2. Cannabis puede producir dependencia y abstinencia clínicamente relevantes.
3. Su asociación con psicosis es real; la atribución causal individual suele permanecer incierta.
4. Una psicosis relacionada temporalmente con cannabis requiere tratamiento y seguimiento.
5. Suspender cannabis después de un primer episodio es una intervención pronóstica central.
Bibliografía esencial
- World Health Organization. Clinical descriptions and diagnostic requirements for ICD-11 mental, behavioural and neurodevelopmental disorders. 2024. Publicación.

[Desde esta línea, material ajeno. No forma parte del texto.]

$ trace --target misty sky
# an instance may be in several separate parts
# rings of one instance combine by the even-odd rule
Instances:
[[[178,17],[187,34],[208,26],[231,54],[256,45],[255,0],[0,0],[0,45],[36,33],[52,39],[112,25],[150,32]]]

- Centers for Disease Control and Prevention. El cannabis y la salud mental. Actualización 2025. Recurso oficial.
- Centers for Disease Control and Prevention. El cannabis y la intoxicación. Actualización 2025. Recurso oficial.
- Department of Veterans Affairs & Department of Defense. VA/DoD Clinical Practice Guideline for the Management of Substance Use Disorders. 2021. Guía.
- Ministerio de Salud de Chile. GES 53: Consumo perjudicial o dependencia de riesgo bajo a moderado de alcohol y drogas en personas menores de 20 años. Ficha oficial.
- Schoeler T, Monk A, Sami MB, et al. Continued versus discontinued cannabis use in patients with psychosis: a systematic review and meta-analysis. Lancet Psychiatry. 2016;3(3):215–225. DOI.